A primeira impressão, diante desta resposta, é perguntar que tem a ver o Evangelho de Cristo, diante desta nova revelação monística, que procura dar ao homem uma consciência cósmica. No entanto, por estranho que pareça, A Grande Síntese faz do Evangelho uma afirmação de humanidade mais alta no divino, e o alcança pelas próprias estradas do materialismo, demonstrando que não há caminho que não conduza ao Evangelho, para impô-lo a todo ser racional, tornando-o obrigatório, como o é todo processo lógico. E o Cristo? Para saber exatamente o que é o Cristo para o autor, é preciso referir-se a outra publicação, As Noúres, que ilustra e torna compreensível a gênese de A Grande Síntese. Mas, mesmo sem As Noúres, percebe-se logo que também o Cristo — e é natural — perde aqui toda característica antropomórfica, para aparecer como um "espírito radiante, centro de atração espiritual, em torno ao qual giram os mundos". Portanto, um Cristo cósmico. Ubaldi (e aqui entramos no verdadeiro lado ocultístico da obra) apresenta sua mensagem tal como se lhe revelou. Mas, ao mesmo tempo, "Sua Voz" avisa: "A nova revelação não vem para destruir a Verdade que possuís, mas para repeti-la numa forma mais persuasiva, mais evidente, mais adequada às necessidades da mente humana que progrediu", e traça o grande caminho da conciliação entre ciência e fé. Compreende-se que uma conciliação só se realiza com renúncias de ambas as partes. Portanto, se de um lado, a fé tem de renunciar àquele seu caráter de irrealidade, que ela mostra diante da objetividade do positivismo científico, a ciência precisa deixar de fazer uma auto-apresentação de soberba, à procura da utilidade e da especulação, únicos ideais de suas pesquisas. E, como a ciência não deve permanecer um produto árido do intelecto, assim a fé não deve permanecer unicamente produto do coração, que não sabe dar as razões profundas à mente que quer ver. Mas a ciência não deve mais ignorar um fator, que agora de propósito ignora: o fator moral e espiritual, e o cientista não deve ser apenas um paciente colecionador de observações, mas também, e sobretudo, uma grande alma que saiba olhar na profundidade de si mesmo e na profundidade dos fenômenos, ou seja, que saiba sentir através da forma, a substância que nela se esconde". Assim, espiritualizando a ciência, e reconduzindo a fé ao campo racional, é possível reconciliar essas duas forças invencíveis de evolução, estes dois aspectos de uma só Verdade.

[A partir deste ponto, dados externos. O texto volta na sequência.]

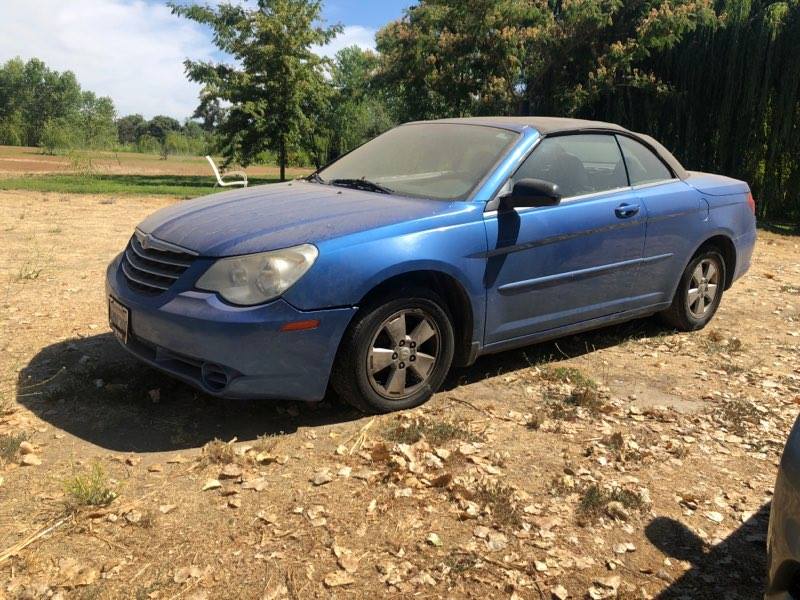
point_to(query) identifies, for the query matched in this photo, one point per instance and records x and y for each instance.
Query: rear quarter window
(643, 165)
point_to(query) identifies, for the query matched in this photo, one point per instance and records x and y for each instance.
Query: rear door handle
(626, 211)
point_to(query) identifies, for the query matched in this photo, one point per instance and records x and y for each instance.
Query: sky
(133, 50)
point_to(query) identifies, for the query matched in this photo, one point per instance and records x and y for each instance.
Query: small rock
(31, 460)
(338, 578)
(133, 517)
(616, 510)
(559, 592)
(496, 541)
(322, 477)
(231, 471)
(433, 539)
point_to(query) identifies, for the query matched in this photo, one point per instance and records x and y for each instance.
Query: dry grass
(569, 375)
(738, 415)
(595, 499)
(219, 453)
(435, 432)
(90, 488)
(500, 501)
(9, 446)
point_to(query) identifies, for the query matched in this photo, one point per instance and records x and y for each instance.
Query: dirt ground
(630, 462)
(17, 160)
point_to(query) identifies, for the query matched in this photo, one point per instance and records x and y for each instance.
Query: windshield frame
(469, 195)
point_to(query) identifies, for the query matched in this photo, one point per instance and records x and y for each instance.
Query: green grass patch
(9, 446)
(89, 489)
(181, 186)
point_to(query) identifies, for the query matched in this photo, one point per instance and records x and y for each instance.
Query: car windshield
(427, 160)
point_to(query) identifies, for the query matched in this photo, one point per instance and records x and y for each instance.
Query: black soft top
(555, 125)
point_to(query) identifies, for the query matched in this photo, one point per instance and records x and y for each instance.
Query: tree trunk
(282, 158)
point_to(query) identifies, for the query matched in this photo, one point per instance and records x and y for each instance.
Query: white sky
(132, 51)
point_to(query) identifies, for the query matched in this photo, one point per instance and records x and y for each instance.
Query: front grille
(152, 271)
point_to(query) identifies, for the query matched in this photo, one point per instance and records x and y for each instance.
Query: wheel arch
(727, 248)
(452, 291)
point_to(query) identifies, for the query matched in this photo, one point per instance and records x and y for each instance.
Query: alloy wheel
(403, 354)
(703, 288)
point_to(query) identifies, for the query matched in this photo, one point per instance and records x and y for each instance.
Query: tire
(686, 312)
(375, 338)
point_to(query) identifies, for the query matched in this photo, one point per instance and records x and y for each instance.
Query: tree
(128, 128)
(449, 58)
(587, 51)
(276, 88)
(359, 106)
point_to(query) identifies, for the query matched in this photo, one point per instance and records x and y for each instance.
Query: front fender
(348, 268)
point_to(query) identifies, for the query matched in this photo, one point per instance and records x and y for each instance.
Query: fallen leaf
(31, 460)
(322, 477)
(433, 539)
(230, 471)
(338, 578)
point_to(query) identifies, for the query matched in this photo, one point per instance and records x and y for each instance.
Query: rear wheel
(699, 292)
(396, 353)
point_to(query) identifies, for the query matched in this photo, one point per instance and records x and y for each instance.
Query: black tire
(355, 382)
(679, 315)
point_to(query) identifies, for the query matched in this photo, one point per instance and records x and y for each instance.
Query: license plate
(119, 319)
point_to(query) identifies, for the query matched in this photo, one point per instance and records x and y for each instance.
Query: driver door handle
(626, 211)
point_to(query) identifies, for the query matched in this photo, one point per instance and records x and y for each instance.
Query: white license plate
(119, 319)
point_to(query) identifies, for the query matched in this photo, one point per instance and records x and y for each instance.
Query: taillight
(751, 202)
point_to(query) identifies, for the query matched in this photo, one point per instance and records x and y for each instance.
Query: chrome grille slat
(150, 271)
(134, 260)
(147, 254)
(125, 269)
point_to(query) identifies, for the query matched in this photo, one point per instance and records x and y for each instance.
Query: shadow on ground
(91, 388)
(734, 568)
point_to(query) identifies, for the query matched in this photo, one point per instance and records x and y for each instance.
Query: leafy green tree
(59, 135)
(128, 128)
(359, 106)
(586, 51)
(276, 88)
(98, 122)
(449, 58)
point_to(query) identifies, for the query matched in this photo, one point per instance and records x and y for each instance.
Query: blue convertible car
(429, 246)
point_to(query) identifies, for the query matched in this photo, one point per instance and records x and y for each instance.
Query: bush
(58, 135)
(89, 489)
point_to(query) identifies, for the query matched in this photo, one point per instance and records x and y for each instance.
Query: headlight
(257, 278)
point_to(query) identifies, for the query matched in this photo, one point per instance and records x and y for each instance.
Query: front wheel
(396, 353)
(699, 292)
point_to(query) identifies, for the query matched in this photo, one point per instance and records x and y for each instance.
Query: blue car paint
(186, 329)
(529, 275)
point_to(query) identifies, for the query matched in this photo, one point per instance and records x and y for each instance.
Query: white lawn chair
(242, 182)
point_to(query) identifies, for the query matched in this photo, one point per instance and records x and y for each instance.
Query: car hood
(270, 217)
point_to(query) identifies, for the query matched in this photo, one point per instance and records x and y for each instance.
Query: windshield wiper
(362, 184)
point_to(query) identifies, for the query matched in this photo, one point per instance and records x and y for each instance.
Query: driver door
(554, 266)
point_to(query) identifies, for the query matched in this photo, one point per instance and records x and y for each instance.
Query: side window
(578, 164)
(643, 165)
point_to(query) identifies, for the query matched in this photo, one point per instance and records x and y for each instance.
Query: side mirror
(531, 192)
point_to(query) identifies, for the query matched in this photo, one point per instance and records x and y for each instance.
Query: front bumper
(229, 351)
(783, 540)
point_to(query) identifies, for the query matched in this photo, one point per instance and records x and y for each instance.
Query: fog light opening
(300, 325)
(214, 377)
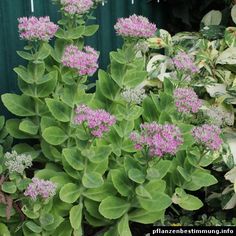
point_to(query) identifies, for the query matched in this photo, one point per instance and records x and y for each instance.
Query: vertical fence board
(104, 41)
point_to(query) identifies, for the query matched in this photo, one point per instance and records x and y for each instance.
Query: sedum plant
(120, 155)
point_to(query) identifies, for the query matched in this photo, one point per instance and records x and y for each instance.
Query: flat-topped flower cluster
(40, 188)
(208, 136)
(159, 139)
(135, 26)
(182, 61)
(85, 62)
(77, 6)
(17, 162)
(186, 100)
(98, 121)
(36, 29)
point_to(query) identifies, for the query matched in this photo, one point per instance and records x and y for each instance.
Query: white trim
(32, 5)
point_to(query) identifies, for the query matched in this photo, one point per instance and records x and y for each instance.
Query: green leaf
(113, 207)
(29, 127)
(117, 72)
(212, 18)
(123, 226)
(227, 57)
(230, 38)
(200, 178)
(134, 78)
(146, 217)
(58, 109)
(9, 187)
(23, 74)
(25, 55)
(2, 122)
(46, 219)
(64, 229)
(48, 77)
(119, 57)
(44, 51)
(92, 180)
(73, 157)
(186, 201)
(4, 230)
(100, 153)
(54, 135)
(69, 193)
(57, 220)
(45, 89)
(23, 184)
(233, 13)
(90, 30)
(121, 182)
(12, 126)
(76, 214)
(136, 175)
(168, 86)
(98, 194)
(142, 192)
(33, 227)
(159, 202)
(75, 33)
(150, 110)
(159, 170)
(164, 118)
(19, 105)
(108, 87)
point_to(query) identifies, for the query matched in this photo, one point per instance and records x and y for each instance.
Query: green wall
(104, 41)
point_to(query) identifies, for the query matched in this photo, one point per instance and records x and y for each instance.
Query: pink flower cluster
(135, 26)
(182, 61)
(186, 100)
(85, 62)
(40, 187)
(208, 135)
(160, 139)
(77, 6)
(33, 28)
(98, 121)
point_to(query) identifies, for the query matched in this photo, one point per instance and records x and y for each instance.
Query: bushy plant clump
(123, 154)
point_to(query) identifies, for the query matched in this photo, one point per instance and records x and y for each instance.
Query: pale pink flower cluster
(186, 100)
(98, 121)
(77, 6)
(182, 61)
(33, 28)
(40, 188)
(85, 62)
(208, 135)
(135, 26)
(159, 139)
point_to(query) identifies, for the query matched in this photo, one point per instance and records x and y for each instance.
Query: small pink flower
(77, 6)
(182, 61)
(159, 139)
(135, 26)
(98, 121)
(40, 188)
(33, 28)
(85, 62)
(186, 100)
(208, 135)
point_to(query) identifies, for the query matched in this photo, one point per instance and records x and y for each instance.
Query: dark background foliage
(186, 15)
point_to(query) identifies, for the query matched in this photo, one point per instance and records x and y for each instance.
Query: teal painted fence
(104, 41)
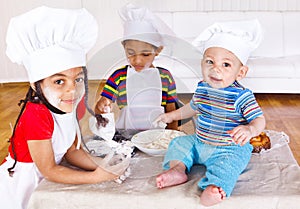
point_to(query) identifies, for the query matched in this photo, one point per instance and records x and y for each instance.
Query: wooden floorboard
(282, 112)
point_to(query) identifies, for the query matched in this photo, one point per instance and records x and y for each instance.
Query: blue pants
(223, 164)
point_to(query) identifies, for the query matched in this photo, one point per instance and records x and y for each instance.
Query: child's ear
(242, 73)
(158, 50)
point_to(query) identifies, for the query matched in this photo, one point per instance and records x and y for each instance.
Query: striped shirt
(221, 110)
(115, 87)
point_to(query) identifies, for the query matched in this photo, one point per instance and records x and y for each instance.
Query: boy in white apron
(52, 45)
(141, 90)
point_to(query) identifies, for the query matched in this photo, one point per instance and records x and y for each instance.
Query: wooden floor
(282, 112)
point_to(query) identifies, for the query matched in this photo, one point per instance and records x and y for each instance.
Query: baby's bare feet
(170, 177)
(212, 195)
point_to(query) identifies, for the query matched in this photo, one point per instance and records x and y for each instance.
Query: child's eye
(79, 80)
(209, 62)
(226, 64)
(59, 82)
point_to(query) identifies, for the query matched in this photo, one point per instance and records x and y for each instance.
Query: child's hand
(241, 134)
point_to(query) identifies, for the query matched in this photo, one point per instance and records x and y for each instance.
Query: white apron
(144, 96)
(15, 191)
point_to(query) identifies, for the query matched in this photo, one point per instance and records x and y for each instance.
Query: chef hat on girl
(49, 40)
(239, 37)
(142, 25)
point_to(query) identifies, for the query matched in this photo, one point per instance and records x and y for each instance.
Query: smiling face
(64, 90)
(140, 54)
(220, 67)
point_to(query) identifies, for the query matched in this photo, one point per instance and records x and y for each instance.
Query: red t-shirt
(36, 123)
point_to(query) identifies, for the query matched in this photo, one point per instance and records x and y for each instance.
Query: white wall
(110, 27)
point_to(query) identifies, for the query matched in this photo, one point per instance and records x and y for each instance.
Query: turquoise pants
(223, 164)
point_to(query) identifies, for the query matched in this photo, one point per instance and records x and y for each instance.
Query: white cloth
(271, 180)
(107, 132)
(141, 24)
(239, 37)
(49, 40)
(144, 96)
(15, 191)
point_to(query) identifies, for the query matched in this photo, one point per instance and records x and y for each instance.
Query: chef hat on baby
(239, 37)
(49, 40)
(142, 25)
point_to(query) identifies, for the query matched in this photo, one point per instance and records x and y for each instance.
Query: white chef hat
(239, 37)
(49, 40)
(142, 25)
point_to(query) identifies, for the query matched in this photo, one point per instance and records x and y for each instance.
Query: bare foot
(170, 177)
(212, 195)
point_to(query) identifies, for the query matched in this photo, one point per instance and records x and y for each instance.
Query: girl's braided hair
(37, 96)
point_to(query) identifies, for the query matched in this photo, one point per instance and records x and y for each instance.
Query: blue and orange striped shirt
(221, 110)
(115, 87)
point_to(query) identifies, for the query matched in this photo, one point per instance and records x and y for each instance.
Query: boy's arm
(243, 133)
(182, 113)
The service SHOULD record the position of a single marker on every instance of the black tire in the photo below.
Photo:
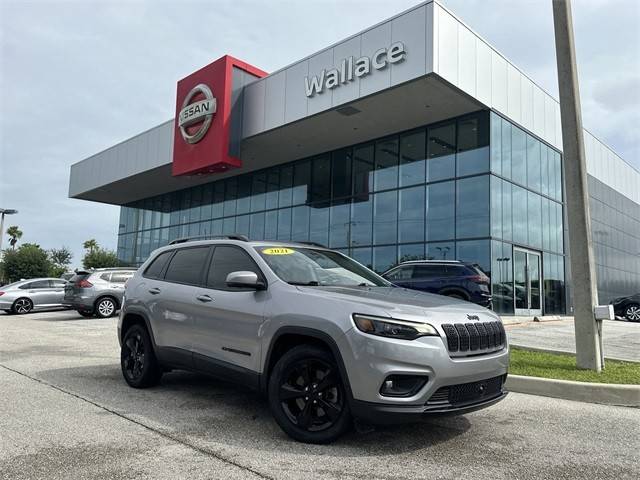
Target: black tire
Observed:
(105, 307)
(632, 312)
(319, 414)
(138, 362)
(21, 306)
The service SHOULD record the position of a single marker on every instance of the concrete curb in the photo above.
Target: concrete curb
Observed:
(566, 352)
(603, 393)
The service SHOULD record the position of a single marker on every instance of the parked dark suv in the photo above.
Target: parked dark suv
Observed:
(445, 277)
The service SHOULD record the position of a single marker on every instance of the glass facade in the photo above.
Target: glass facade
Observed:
(471, 188)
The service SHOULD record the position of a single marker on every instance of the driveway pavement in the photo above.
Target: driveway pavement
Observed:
(621, 338)
(66, 413)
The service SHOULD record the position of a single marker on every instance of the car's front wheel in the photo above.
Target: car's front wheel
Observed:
(22, 305)
(307, 395)
(138, 361)
(105, 307)
(632, 312)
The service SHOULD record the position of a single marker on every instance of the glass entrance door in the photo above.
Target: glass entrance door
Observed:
(527, 282)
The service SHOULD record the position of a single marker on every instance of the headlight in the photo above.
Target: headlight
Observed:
(393, 328)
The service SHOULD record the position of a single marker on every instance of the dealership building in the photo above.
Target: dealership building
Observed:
(412, 139)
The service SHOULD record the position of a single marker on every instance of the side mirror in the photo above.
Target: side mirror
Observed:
(244, 279)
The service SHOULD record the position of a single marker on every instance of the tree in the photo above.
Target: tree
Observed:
(100, 258)
(15, 234)
(91, 245)
(28, 261)
(60, 259)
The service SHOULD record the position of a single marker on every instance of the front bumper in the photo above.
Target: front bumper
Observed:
(369, 360)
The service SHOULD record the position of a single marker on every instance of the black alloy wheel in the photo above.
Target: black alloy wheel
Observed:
(632, 312)
(137, 359)
(22, 306)
(307, 396)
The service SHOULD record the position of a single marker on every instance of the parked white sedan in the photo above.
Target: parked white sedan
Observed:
(33, 294)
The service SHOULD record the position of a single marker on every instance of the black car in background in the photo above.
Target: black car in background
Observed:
(445, 277)
(627, 307)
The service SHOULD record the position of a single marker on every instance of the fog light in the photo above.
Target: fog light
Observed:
(402, 385)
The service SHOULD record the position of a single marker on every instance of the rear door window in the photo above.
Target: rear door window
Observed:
(157, 265)
(186, 266)
(227, 259)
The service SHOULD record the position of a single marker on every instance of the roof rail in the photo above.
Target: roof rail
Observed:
(233, 236)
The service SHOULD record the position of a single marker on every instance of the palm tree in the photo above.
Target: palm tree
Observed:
(15, 234)
(91, 245)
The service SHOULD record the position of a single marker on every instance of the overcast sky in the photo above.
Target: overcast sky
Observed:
(79, 76)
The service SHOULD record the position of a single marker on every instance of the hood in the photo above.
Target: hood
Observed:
(404, 304)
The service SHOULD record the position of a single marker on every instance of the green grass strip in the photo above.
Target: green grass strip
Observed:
(563, 367)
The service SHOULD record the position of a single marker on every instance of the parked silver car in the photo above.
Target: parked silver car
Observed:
(325, 338)
(33, 294)
(97, 292)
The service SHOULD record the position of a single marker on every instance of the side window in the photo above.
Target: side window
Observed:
(157, 266)
(186, 265)
(227, 259)
(401, 273)
(121, 277)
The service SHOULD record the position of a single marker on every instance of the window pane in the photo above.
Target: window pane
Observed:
(363, 170)
(384, 258)
(386, 174)
(441, 149)
(440, 211)
(321, 180)
(519, 215)
(496, 144)
(473, 145)
(385, 216)
(518, 156)
(226, 260)
(300, 225)
(412, 158)
(341, 173)
(339, 225)
(186, 265)
(362, 222)
(411, 215)
(440, 251)
(301, 180)
(533, 164)
(472, 207)
(319, 224)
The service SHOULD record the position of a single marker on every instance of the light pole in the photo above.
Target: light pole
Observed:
(3, 212)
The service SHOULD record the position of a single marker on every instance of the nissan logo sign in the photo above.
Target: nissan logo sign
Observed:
(197, 112)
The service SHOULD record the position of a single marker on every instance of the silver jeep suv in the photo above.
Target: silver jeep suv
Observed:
(326, 339)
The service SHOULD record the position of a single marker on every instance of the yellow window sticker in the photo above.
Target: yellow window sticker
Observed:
(278, 251)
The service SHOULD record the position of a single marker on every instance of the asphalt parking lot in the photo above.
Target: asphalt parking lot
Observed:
(66, 413)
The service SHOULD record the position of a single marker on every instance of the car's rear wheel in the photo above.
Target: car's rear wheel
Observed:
(105, 307)
(139, 365)
(632, 312)
(307, 395)
(22, 306)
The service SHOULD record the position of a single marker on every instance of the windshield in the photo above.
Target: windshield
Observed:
(311, 267)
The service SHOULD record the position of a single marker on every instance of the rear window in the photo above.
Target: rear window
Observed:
(186, 266)
(157, 265)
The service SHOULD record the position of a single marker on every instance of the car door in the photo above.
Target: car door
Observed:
(57, 294)
(228, 324)
(170, 300)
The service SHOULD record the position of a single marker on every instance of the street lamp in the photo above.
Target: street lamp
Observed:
(3, 212)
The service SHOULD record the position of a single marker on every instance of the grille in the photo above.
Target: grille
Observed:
(474, 337)
(467, 393)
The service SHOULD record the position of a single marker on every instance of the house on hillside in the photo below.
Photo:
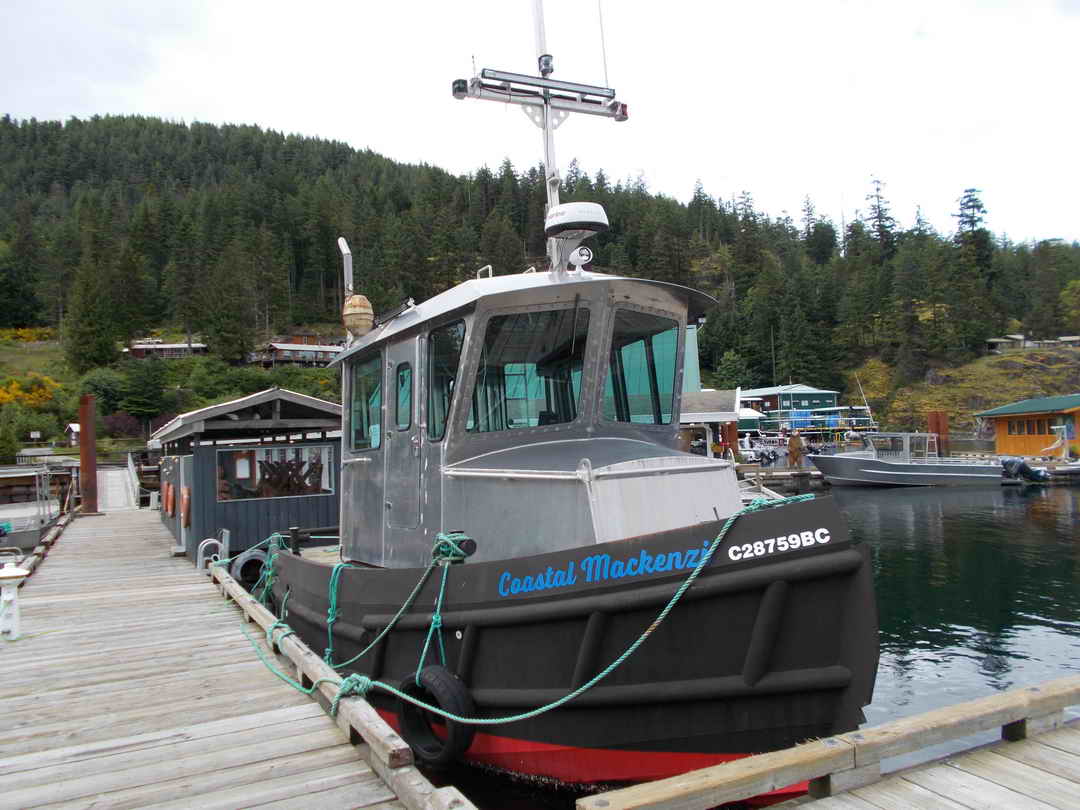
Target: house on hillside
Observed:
(1016, 342)
(788, 397)
(1026, 428)
(297, 354)
(802, 407)
(310, 337)
(165, 351)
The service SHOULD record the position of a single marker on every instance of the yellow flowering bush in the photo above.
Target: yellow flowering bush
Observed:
(35, 390)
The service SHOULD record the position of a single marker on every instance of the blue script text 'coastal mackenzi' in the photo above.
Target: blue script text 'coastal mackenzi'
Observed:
(602, 567)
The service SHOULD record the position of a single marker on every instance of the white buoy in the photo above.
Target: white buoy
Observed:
(11, 577)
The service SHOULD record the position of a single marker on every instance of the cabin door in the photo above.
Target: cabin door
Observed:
(403, 435)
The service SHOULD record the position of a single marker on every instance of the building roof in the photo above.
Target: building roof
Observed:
(273, 410)
(793, 389)
(709, 406)
(306, 347)
(167, 346)
(1041, 405)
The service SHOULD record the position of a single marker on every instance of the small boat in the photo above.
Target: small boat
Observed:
(912, 459)
(599, 606)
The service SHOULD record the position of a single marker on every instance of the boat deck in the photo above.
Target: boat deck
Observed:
(133, 685)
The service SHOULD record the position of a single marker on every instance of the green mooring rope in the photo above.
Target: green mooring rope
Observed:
(361, 685)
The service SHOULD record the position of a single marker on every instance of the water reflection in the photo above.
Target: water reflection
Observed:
(976, 590)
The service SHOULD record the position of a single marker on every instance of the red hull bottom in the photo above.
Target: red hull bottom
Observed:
(568, 765)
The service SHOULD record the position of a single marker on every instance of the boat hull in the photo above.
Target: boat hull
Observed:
(775, 643)
(842, 470)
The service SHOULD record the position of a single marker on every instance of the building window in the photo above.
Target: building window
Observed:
(366, 404)
(640, 380)
(274, 472)
(529, 372)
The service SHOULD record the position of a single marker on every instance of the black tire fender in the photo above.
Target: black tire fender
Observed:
(442, 688)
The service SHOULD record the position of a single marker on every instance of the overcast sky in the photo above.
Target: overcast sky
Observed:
(783, 99)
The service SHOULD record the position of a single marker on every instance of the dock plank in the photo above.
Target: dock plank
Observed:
(970, 790)
(898, 794)
(1047, 757)
(1033, 782)
(134, 685)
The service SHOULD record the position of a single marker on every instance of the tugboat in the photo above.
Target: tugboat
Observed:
(525, 428)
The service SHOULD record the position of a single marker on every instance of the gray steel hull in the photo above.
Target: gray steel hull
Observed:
(850, 470)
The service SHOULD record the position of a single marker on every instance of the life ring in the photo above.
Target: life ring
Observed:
(186, 507)
(442, 688)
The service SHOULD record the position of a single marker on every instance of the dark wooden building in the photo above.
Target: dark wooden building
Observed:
(253, 466)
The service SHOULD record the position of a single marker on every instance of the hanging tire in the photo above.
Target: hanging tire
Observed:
(441, 688)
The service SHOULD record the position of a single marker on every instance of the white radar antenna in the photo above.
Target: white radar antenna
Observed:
(548, 103)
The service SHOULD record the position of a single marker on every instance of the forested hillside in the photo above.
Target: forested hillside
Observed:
(116, 225)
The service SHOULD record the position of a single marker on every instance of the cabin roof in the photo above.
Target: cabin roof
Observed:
(1040, 405)
(272, 410)
(468, 293)
(709, 406)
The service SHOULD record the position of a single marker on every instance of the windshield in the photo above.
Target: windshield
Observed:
(529, 372)
(639, 386)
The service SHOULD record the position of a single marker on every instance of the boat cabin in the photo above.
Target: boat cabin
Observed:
(536, 412)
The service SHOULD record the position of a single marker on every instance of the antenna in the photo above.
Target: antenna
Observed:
(869, 414)
(548, 103)
(347, 258)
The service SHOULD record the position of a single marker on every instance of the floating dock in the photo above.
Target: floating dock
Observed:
(133, 685)
(1037, 764)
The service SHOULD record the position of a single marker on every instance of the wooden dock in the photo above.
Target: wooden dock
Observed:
(133, 685)
(1037, 765)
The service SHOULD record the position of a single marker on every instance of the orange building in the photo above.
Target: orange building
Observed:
(1026, 428)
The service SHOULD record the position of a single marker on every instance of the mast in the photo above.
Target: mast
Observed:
(548, 103)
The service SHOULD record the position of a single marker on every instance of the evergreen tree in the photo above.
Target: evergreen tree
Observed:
(229, 333)
(731, 372)
(144, 389)
(19, 265)
(500, 246)
(1044, 320)
(971, 212)
(90, 332)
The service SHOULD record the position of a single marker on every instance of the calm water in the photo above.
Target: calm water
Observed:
(979, 591)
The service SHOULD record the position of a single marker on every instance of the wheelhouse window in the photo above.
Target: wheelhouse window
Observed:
(444, 352)
(404, 409)
(639, 386)
(529, 372)
(365, 405)
(274, 472)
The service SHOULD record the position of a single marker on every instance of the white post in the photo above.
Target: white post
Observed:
(10, 578)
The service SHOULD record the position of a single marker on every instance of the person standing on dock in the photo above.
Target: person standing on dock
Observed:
(795, 450)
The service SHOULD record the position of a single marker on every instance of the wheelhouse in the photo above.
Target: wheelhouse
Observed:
(469, 413)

Numa palavra, A Grande Síntese pretende, como o disse eu de início, dar ao mundo a Ciência do Espírito, a fim de que o homem seja digno de penetrar o Mistério da Vida, superar a dor, vencer a Morte.

GlUSEPPE VINGIANO

O amigo Vingiano deu-se conta perfeitamente da delicadeza de sua tarefa, de falar de obras ocultísticas, como as de Pietro Ubaldi, em Religio, revista, por definição, histórica e positiva. Mas, com elegância e tato, de que lhe somos gratos, executou sua tarefa, exprimindo, como convinha, a sua admiração, que é também a nossa, pela profunda espiritualidade que vivifica as páginas de Ubaldi, sem por isso ferir, de nenhum modo, os métodos críticos e realísticos em que se inspira a compilação deste periódico -

E.B.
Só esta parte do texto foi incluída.